As the veteran Chicago-based education specialist and campaigner Michael Klonsky points out: “The common thread running through all these media stories is that the imperialist mind in the West knows what’s best for China’s health and wealth and has that country’s best interests at heart.”
China’s record dealing with the pandemic speaks for itself. Its policies have saved millions of lives. With 18 percent of the global population, China has suffered 0.08 percent of all deaths from the virus. If the U.S. had matched China’s performance in terms of preventing death from COVID-19, its pandemic body count would currently stand at thousands rather than a million. Thus China has performed a thousand times better than the U.S. It is clear that the Chinese government and health authorities will continue to make extraordinary efforts to protect people’s lives and livelihoods.
If American journalists and politicians are genuinely concerned with public health and human rights – as opposed to simply hurling Cold War slander at China – they would do well to turn their attention to their own country. U.S. President Biden announced three months ago that “the pandemic is over.” But for the families of the approximately 1,088,218 people in the U.S. that have died from COVID-19, or the millions currently suffering with Long COVID, the pandemic is very much not over.

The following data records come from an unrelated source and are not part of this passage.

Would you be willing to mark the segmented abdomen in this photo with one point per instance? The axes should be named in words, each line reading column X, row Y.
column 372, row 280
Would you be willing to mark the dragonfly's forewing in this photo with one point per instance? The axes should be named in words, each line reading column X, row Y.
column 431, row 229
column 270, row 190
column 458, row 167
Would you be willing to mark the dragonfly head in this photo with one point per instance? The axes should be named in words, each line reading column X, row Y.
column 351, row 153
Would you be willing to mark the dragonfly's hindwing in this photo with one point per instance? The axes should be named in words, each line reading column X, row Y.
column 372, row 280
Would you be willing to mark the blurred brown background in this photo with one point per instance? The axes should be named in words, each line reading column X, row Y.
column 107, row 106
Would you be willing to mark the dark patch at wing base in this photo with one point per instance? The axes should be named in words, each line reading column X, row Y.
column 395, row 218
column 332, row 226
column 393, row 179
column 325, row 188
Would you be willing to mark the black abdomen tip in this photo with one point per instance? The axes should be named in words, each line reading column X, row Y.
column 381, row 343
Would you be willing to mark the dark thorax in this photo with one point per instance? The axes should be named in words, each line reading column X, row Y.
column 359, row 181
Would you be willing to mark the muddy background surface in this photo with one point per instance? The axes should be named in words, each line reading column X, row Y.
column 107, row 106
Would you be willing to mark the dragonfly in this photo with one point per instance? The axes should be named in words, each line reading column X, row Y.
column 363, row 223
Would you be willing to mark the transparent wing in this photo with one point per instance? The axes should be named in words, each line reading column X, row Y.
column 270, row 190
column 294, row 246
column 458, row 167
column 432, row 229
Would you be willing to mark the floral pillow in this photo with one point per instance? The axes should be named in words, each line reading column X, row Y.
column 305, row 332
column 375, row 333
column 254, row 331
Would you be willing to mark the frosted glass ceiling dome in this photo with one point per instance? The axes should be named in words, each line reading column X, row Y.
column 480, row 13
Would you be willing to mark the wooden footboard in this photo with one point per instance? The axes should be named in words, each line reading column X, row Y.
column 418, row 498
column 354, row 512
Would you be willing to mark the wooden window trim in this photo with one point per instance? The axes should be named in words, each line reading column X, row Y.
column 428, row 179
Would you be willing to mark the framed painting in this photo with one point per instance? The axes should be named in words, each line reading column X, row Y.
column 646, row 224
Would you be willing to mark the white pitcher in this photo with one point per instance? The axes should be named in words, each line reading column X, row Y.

COVID-19 has exposed and exacerbated a terrible human rights crisis in the U.S. Life expectancy had been static for over a decade, with unacceptably high death rates driven by, among other things, a raging opioid epidemic and a deeply unjust healthcare system in which close to 30 million people are denied access to even basic medical services.
With the rapid spread of COVID-19, life expectancy took a major dive. According to data newly released by the Centers for Disease Control, U.S. life expectancy is now 76.4 years – its lowest since 1999. And the effects of this crisis are distributed highly unevenly. In 2020, life expectancy for African-Americans fell by more than three years. It is now down to 70.8, which means that black people in the U.S. live on average 5.6 years less than their white counterparts. Meanwhile, according to the National Center for Health Statistics, average life expectancy for indigenous Americans decreased by a full four years in 2020.
This disparity cannot be blamed on the pandemic. Viruses do not discriminate on the basis of subcutaneous melanin. Black people, Latinos and indigenous Americans have suffered particularly badly under COVID-19 because they are much more likely to suffer chronic poverty, to live in crowded housing, to have had to continue working during lockdowns, and to lack access to healthcare. Such is the manifestation of systematic, structural racism in the United States; the continuing unaddressed legacy of slavery, genocide, colonization and apartheid. This structural racism is evident throughout society: in health indicators, in educational outcomes, in economic outcomes, in the system of mass incarceration.
The uncomfortable truth is that the working class and oppressed communities in the U.S. are experiencing a chronic human rights crisis, brought on by a profoundly undemocratic political and economic system centered around the needs of a wealthy elite. Ordinary people in the U.S. should not allow themselves to be fooled by the media’s incessant deflection and diversion, which so often takes the form of China-bashing.